FC Edmonton super fan Gord Walker has a simple philosophy.
“I look at it this way: It’s the club’s responsibility to bring the casual fan to their first match. It’s the responsibility of the supporters group to ensure that the causal fan comes back when they see how much fun it is,” Walker told CanPL.ca
That’s how it happened for Walker, and he has made it his mission to also make it happen for others when it comes to spreading the word about his beloved FC Edmonton, a team he first started watching in 2014.
“I bought a seat, but then saw how much fun the supporter section was. So, the next game, I went down behind the net (in the supporters’ section), cheering my face off and having a good old time doing it,” recalled Walker, a 48-year-old veteran of the Army Reserve Force Service .
“The game after that, I was given a drum and have been the lead stick for the River Valley Vanguard ever since.”
Now, nearly half a decade later, Walker’s position in the River Valley Vanguard supporters group has become his second job – and like most jobs he often travels for work.
“I did a little bit of quick math,” he said with a laugh. “As the crow flies from Edmonton to each city, I’ve (travelled) 25,398 kilometres.”
In other words, Walker has taken Canada’s motto, a Mari usque ad Mare – He shall have dominion also from sea to sea, and from the river unto the ends of the earth – literally. Last week, Walker flew approximately 7,000 km from Edmonton to Halifax; the Wanderers Grounds was the final stop on his mission to watch FCE play in every CPL stadium this summer.
“It’s been a summer full of fantastic football,” Walker enthused. “I have some really great memories so far this year. We’ve broken five pairs of drumsticks and six drumheads. We’re having lots of fun and having lots of fun doing it.”
Having Edmonton in the league has been a long time coming for Walker and the rest of the River Valley Vanguard, but the years of waiting have paid off.
“When we had our year off (between the NASL and the CPL) a bunch of us supporters filled that time with academy matches in the Alberta Major Soccer League. We would go out and watch our academy play. A couple of guys are now on our squad, we watched them play when there was no footie here in Edmonton. The academy filled the void,” Walker stated.

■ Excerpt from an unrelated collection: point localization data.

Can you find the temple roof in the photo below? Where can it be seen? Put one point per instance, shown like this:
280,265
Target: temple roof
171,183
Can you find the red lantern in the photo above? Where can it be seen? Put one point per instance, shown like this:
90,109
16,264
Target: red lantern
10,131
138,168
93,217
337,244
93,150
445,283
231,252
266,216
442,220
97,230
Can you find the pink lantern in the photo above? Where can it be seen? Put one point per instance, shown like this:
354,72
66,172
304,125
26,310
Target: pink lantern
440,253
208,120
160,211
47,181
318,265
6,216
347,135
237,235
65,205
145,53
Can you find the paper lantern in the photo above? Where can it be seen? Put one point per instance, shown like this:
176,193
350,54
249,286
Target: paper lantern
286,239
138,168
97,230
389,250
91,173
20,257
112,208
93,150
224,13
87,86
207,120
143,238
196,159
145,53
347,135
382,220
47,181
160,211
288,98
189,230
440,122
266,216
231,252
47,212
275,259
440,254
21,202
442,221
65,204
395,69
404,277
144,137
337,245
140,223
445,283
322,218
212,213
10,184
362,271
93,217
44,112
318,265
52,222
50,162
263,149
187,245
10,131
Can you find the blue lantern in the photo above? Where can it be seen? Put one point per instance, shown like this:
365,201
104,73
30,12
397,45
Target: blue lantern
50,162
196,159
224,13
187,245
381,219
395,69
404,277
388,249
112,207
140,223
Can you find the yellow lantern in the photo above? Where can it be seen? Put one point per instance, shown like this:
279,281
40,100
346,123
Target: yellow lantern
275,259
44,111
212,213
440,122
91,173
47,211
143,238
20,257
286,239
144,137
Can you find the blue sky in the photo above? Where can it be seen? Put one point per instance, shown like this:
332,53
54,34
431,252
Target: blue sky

Now that the void has been filled by the CPL, Walker couldn’t be happier. He even plans his vacation time around the Eddies’ schedule, admitting that he’s “taken a lot of Fridays and Mondays off.” Don’t worry, though, his boss has been cool with it.
However, for Walker, it’s more than just following his club across the country; rather, it’s about the people he meets along the way. Spending time with other fans at away games is what makes the whole experience worthwhile.
“At the pubs beforehand, we’re all friends, shaking hands, drinking beer, talking smack, having our banter. We’re friendly!” he said.
“Then we hate each other for 90 minutes. And, when we’re back at the pub again, it’s back to ‘good game,’ ‘glad to be a part of the experience you put on for your club,’ ‘why don’t you guys come out here in Edmonton for an away game?’”
The warm and welcoming reception he’s received in other cities has inspired Walker to reciprocate to travelling fans whey they’re in Edmonton to watch their club play.
He explained: “If you can carry that fun over to away days, and show the casual fan in another city, ‘hey they showed up here with 15 people and they’re making all sorts of noise and commotion. Holy cow! They’re having a party! I want to join them and get my club and do that too!’”
Walker’s summer has been one epic party. He was invited to do the ceremonial coin toss at a Valour FC–Edmonton match, he’s met all his counterparts across Canada, and he’s watched games in downpours.
He even has his own ranking of the best supporter groups in the league: “Lake Side Buoys (Pacific FC) are up there. And as much as it pains me to say it, Foot Soldiers (Cavalry FC) are up there, too.”
When you try to tell Walker, “you are truly the 12th man,” he instantly corrects you: “We are the 12th man.”
When asked what the CPL means to him, Walker didn’t hesitate to answer.
“It is a way to promote the game in Canada,” he stated. “It is a way to promote the younger kids, who wouldn’t have a place to play if this league didn’t exist, to get the experience necessary. When 2026 (World Cup) comes around, we’re not going to be held goalless like we were in Mexico (at the 1986 World Cup), because these kids now are getting the experience they need, in a league with actual play is happening, and where they’re getting minutes to hone their skills.”
He later added: “I would like to see the men’s national team seen at the same level as the women’s national team.”
Walker believes the CPL will play an important role in that – that growing the game and the culture around it is up to the people in stands as much as it is to the people on the pitch.